Release Notes v1.9.50

•	Two new configuration variables, removeAllThresholds and trimFromDisplayName, are available to respectively delete all existing thresholds from the configuration and specify the characters to be removed from the object display names.

Supported Platforms

New Supported Platforms

•	Hitachi (HDS) AMS, HUS Storage Systems (monitored through the Hitachi Storage Navigator Modular 2 CLI).

•	Oracle/Sun servers (monitored through the Oracle Hardware Management Agent - Recommended method)

Improved Platforms

•	Non-port components for Cisco Ethernet Switches (power supplies, fans, temperature sensors, and voltages) are supported. They are monitored via SNMP.

•	TrueSight OM - Hardware reports the status of the System Attention LED and triggers an alert if a hardware problem has been reported on each system since 0:00am.

•	Logical disks (hdisks), physical disks (pdisks) and batteries managed by sissasraidmgr are supported.

•	SPARC Enterprise Mx000 (XSCF): Negative voltage sensors, such as -12V, are discovered.

•	Individual memory sensors listed under "Other" sensors in the vCenter/vSphere configuration tab are supported.

Monitored Components

•	The Power State attribute is available to indicate whether the blade is currently on or off for Dell Blade Servers, Hitachi BladeSymphony Chassis, HP BladeSystem rack, and IBM BladeCenter chassis.

Changes and Improvements

Functionality

•	Improved stability: The product better handles error conditions on a large number of hosts.

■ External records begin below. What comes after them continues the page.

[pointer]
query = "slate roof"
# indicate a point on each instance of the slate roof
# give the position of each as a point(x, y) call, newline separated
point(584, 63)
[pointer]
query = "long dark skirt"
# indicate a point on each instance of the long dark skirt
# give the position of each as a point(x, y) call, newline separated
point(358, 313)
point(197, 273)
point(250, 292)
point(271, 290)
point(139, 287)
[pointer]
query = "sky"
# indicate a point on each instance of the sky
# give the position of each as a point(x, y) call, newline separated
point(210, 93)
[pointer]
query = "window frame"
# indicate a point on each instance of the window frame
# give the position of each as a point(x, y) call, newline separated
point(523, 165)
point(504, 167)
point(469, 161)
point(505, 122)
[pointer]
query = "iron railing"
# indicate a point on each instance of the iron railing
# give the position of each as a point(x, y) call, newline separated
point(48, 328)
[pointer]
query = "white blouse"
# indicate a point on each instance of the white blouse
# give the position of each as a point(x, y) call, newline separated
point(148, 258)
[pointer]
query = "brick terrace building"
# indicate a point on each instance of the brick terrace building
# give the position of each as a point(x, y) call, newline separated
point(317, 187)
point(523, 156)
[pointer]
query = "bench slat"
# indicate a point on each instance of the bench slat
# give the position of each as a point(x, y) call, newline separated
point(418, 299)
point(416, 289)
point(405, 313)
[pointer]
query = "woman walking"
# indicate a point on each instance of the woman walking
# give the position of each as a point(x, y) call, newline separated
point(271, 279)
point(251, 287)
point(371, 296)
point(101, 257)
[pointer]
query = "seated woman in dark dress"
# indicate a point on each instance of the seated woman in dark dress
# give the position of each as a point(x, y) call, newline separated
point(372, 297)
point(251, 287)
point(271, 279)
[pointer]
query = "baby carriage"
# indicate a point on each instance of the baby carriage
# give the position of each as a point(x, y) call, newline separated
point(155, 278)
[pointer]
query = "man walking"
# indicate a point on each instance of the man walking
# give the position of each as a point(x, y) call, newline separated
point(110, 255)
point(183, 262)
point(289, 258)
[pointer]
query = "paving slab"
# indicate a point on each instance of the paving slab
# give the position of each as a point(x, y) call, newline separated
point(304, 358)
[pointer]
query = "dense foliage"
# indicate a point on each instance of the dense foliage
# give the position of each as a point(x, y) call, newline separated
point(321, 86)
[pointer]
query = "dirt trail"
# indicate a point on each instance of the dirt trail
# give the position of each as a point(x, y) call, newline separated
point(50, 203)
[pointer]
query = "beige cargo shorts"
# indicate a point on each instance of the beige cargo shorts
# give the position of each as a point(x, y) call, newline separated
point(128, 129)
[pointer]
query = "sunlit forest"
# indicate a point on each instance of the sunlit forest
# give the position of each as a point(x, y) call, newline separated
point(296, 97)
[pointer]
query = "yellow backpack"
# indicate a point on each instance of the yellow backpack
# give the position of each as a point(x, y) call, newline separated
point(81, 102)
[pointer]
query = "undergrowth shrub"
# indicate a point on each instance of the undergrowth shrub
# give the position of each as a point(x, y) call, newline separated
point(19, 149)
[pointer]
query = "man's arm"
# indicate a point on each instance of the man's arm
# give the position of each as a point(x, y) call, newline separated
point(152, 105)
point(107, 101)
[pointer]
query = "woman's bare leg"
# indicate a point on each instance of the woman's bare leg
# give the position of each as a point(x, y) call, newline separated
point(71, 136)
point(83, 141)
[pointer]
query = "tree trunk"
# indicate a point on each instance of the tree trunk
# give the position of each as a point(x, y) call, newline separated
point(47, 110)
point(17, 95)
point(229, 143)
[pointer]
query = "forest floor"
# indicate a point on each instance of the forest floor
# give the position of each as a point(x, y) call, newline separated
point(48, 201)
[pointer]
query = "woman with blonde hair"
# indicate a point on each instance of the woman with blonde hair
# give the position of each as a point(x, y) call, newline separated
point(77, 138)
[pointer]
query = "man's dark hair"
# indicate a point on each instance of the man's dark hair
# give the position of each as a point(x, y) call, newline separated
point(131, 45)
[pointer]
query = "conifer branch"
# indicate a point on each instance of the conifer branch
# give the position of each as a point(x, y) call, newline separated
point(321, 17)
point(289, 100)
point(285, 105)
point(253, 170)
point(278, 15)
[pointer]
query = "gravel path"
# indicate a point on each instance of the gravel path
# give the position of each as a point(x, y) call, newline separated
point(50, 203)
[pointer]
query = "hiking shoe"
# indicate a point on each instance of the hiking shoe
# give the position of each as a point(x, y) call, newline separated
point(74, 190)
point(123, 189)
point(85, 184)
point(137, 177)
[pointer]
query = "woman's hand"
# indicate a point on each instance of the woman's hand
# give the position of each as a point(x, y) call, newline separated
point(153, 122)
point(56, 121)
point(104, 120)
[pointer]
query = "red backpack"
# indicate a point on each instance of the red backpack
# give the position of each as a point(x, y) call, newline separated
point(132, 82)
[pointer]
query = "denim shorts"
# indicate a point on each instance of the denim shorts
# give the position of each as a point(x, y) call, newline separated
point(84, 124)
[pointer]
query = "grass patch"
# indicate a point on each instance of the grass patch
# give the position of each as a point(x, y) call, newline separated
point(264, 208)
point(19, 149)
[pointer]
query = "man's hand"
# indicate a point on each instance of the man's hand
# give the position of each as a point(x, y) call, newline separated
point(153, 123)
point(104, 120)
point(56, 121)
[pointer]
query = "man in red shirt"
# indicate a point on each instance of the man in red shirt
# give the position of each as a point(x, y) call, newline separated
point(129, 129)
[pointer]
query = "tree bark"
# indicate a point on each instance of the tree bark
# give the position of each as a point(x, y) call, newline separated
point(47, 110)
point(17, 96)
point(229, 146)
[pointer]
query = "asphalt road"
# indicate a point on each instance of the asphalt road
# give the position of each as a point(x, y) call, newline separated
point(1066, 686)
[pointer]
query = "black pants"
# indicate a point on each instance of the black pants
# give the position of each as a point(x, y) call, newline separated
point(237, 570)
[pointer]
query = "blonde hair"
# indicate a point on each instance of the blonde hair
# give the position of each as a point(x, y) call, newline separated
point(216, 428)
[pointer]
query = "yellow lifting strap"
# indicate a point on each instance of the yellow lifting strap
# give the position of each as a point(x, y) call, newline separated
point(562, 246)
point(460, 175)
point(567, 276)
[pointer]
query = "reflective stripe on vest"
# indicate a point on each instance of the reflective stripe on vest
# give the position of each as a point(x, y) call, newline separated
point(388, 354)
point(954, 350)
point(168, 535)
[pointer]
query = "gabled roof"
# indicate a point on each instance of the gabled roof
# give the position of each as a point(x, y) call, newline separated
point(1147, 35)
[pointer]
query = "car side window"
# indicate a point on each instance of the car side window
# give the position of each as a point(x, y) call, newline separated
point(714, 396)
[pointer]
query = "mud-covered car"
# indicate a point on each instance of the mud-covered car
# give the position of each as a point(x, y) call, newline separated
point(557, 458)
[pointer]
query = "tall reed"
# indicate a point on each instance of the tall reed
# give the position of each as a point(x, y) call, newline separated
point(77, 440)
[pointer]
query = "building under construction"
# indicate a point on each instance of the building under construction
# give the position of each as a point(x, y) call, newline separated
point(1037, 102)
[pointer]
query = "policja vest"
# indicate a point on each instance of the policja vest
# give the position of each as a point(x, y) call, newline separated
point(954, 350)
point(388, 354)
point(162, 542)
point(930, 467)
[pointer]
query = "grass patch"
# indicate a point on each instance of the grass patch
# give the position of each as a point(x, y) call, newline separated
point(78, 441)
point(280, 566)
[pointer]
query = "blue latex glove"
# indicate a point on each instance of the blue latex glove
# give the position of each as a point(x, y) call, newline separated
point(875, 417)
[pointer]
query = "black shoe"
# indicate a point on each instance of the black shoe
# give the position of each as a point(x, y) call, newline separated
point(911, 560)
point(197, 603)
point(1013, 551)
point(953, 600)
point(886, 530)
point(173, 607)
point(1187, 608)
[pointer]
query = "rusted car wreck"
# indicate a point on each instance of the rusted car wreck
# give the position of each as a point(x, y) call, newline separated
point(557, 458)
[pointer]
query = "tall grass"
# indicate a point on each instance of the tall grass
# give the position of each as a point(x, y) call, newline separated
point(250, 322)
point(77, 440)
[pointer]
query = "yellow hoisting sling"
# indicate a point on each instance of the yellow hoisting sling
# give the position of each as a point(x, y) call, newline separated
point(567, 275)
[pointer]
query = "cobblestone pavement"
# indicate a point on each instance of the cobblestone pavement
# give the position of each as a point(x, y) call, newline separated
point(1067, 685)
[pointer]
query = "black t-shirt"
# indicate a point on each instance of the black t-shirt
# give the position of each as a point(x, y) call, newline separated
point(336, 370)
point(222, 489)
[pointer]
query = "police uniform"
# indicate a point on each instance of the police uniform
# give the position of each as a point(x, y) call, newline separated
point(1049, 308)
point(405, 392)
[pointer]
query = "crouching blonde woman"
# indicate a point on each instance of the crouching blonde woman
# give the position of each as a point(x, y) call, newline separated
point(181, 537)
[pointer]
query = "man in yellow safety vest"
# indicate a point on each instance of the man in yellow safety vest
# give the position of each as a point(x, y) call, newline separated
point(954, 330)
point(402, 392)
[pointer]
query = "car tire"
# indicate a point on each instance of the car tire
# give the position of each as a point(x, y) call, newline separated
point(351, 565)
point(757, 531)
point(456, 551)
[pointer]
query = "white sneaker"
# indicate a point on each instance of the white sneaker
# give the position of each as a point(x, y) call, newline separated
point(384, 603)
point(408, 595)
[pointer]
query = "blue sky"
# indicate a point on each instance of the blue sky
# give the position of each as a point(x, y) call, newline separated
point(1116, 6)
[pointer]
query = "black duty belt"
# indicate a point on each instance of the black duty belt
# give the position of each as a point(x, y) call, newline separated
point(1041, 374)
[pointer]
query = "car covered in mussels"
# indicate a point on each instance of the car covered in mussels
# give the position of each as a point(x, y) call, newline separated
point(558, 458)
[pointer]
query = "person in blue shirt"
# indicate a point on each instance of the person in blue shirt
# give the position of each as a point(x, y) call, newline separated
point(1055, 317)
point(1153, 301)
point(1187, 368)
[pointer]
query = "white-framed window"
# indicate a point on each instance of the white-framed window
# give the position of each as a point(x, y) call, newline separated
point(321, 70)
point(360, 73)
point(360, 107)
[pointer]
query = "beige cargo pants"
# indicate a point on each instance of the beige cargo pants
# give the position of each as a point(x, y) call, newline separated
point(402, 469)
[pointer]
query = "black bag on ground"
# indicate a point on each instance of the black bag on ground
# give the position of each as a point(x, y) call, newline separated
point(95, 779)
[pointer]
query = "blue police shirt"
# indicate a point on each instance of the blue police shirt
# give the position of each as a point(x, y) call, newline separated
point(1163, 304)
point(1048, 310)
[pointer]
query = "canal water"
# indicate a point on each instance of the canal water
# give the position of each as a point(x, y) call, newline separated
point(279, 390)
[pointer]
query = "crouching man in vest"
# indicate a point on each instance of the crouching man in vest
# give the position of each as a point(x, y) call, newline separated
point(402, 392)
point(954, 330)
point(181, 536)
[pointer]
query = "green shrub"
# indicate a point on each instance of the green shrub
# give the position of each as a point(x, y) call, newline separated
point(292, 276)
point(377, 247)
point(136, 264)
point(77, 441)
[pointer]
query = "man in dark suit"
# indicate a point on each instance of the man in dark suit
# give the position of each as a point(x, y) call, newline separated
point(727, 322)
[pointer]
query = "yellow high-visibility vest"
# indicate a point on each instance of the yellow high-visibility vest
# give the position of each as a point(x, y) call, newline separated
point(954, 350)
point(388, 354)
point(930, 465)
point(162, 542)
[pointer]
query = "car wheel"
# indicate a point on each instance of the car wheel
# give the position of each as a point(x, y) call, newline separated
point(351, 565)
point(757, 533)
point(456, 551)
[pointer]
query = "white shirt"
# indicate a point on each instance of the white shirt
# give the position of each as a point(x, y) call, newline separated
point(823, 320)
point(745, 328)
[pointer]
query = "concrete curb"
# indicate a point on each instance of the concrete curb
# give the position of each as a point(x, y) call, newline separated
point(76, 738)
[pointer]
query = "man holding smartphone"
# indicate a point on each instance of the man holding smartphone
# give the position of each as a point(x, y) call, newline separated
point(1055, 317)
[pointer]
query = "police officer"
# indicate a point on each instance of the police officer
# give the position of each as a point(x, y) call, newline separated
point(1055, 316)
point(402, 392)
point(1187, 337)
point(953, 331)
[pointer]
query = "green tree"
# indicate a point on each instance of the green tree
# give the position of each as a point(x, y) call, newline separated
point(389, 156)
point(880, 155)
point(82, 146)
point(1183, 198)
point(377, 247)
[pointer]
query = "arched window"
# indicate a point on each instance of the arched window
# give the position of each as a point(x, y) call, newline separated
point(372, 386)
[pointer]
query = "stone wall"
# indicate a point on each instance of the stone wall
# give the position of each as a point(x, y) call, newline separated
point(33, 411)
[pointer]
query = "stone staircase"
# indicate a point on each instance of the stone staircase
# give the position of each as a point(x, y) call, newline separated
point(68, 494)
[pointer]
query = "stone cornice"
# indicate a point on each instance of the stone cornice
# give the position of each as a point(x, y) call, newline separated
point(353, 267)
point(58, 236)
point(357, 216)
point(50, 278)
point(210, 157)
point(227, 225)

•	On Windows systems, the monitoring solution could take a very long time to initialize upon startup and after a reinitialize.

•	When the PATROL Agent is managed from CMA, the default thresholds mechanism is now set to "tuning" to automatically generate alarms/events.

•	TrueSight OM - Hardware can be configured to automatically delete missing instances after a certain time.

•	Additional information (BIOS Version, Driver Version, Manufacturer, etc.) is provided in the Hardware Health Report and in events triggered by the Alert Actions.

•	Specific PATROL Events triggered upon Hardware and Connector failures also indicate the alert origin (monitor type name).

•	By default, TrueSight OM - Hardware will no longer trigger an event when an internal issue occurs.

•	The debug file and the Hardware Inventory now report the total number of instances for each host for every monitor types.

•	The maximum number of concurrent collection threads is now set per host through the maxConcurrentCollectThreadsPerHost global configuration variable. The maxConcurrentCollectThreads variable is therefore no longer supported.

Supported Platforms

•	Fujitsu Eternus: TrueSight OM - Hardware provides more detailed information about Fujitsu Eternus systems and uses significantly less resources.

▪	TrueSight OM - Hardware collects a real time power consumption value from either the VMware ESX CIM agent or HP Insight Management Agent for VMware ESX.

▪	All temperature thresholds of zero have been removed to avoid unwanted temperature alerts.

•

When HP servers did not return an overall power consumption, the monitoring solution disabled the corresponding attribute and made an estimate in the capacity report. When this information is not available, the monitoring solution will now try to sum up the power consumption of all power supplies before falling back on the estimate.

•	IBM BladeCenter Chassis: Embedded switches, passthroughs, and management modules are now monitored.

▪	Additional information is available fo LUNs (WWN, Array Name, Hardware Location Code, and Expected Number of Paths).

▪	The Status of the System Attention LED is now reported and an alert is triggered when this LED is turned on.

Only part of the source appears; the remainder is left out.